The problem comes with Moltmann’s assumption that the Christian focus on hope and improvement for this world would come with Christians cooperating with other, more secular people to achieve the goal. This is one of the key weaknesses of liberal theology, that Christianity is a universal philosophy only to the extent that it meshes with those systems of thought and being around it. What happens is that, the process of this coöperation, Christianity loses its distinctive advantages and purpose. This has resulted in Main Line churches bleeding membership on both sides of the Atlantic; they become waystations for those headed for some form of secularism. In that respect Roman Catholicism, with its own self-contained universality, is in better position to endure this kind of then than Main Line Protestantism, although it’s perfectly capable of throwing away the advantages it has.

He also, to use the Liberation Theology phrase, wants the church to take the “preferential option for the poor” in its life and work. As I’ve discussed before, the “preferential option for the poor” and “preferential option of the poor” aren’t the same, and Moltmann (along with many in his day and even now) is blindly unaware of that fact. In conjunction with that, his world is totally Main Line; he totally ignores the rise of Modern Pentecost, which specialises in the latter. He wasn’t alone; Harvey Cox had to backtrack and write Fire From Heaven: The Rise Of Pentecostal Spirituality And The Reshaping Of Religion In The 21st Century after The Secular City: Secularization and Urbanization in Theological Perspective. Here is a place where Christian social action can be both distinctive and more effective than its secular counterpart.

One place where Moltmann should read his own stuff is the issue of theodicy. On the one hand, he sighs that the terrible wars of the last century have put the issue of theodicy out of reach. That’s been a common sentiment of Europeans who went through these wars; it has been a big push in the decline of Christianity in Europe. In the 1980’s my mother had an English S.O. who became an atheist because of his experience in World War II; the effect was different over here. On the other hand, Moltmann points out that modern man is now the master of his own destiny. Then why did he allow these wars to happen? Why were humans out to lunch on this? This may not answer the theodicy issue to Moltmann’s satisfaction, but it should (usually doesn’t) give humanists pause as to the superiority of their idea.

I think it best to skip a detailed analysis of his theology, which is wanting at many points. Seminary academics are notorious for dense prose of very limited meaning, and Moltmann is certainly up to that task. To be fair, some of his talks are easier to follow than others. One is never sure with such people whether they think they are dealing with objective reality or not, or even whether they fully grasp the difference.

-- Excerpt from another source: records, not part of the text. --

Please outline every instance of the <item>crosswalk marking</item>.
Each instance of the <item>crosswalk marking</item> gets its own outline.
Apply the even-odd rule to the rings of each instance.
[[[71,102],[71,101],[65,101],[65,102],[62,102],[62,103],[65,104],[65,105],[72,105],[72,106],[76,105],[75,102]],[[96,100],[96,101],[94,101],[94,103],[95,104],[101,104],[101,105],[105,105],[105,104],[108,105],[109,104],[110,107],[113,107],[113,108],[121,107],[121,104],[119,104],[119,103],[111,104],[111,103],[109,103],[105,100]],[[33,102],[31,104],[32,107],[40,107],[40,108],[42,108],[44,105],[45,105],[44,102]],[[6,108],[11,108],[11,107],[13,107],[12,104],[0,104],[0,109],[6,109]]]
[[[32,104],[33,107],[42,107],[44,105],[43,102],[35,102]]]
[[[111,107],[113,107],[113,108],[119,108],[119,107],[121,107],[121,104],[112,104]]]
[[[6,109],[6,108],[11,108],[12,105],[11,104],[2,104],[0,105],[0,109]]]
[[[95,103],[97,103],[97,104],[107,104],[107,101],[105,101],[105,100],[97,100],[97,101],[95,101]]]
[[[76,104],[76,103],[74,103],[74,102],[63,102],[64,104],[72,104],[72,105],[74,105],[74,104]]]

One place where Moltmann’s theology could use some help from the mathematicians is the issue of imminence vs. transcendence, which is a favourite occupation of theologians. Since the days of Dedekind and Cantor (who was inspired by mediaeval theologians) we’ve had reasonable ways of describing the infinite which could be very helpful in this matter. Moltmann is aware of this but is either unable or unwilling to avail himself of this kind of thinking.

Overall, I found going through his talks an education. It made me look at liberal theology in a different way, if not in a more favourable one. As far as Göttingen people are concerned, I’ll stick with the list I gave at the start and leave Moltmann to the liberal seminary academics.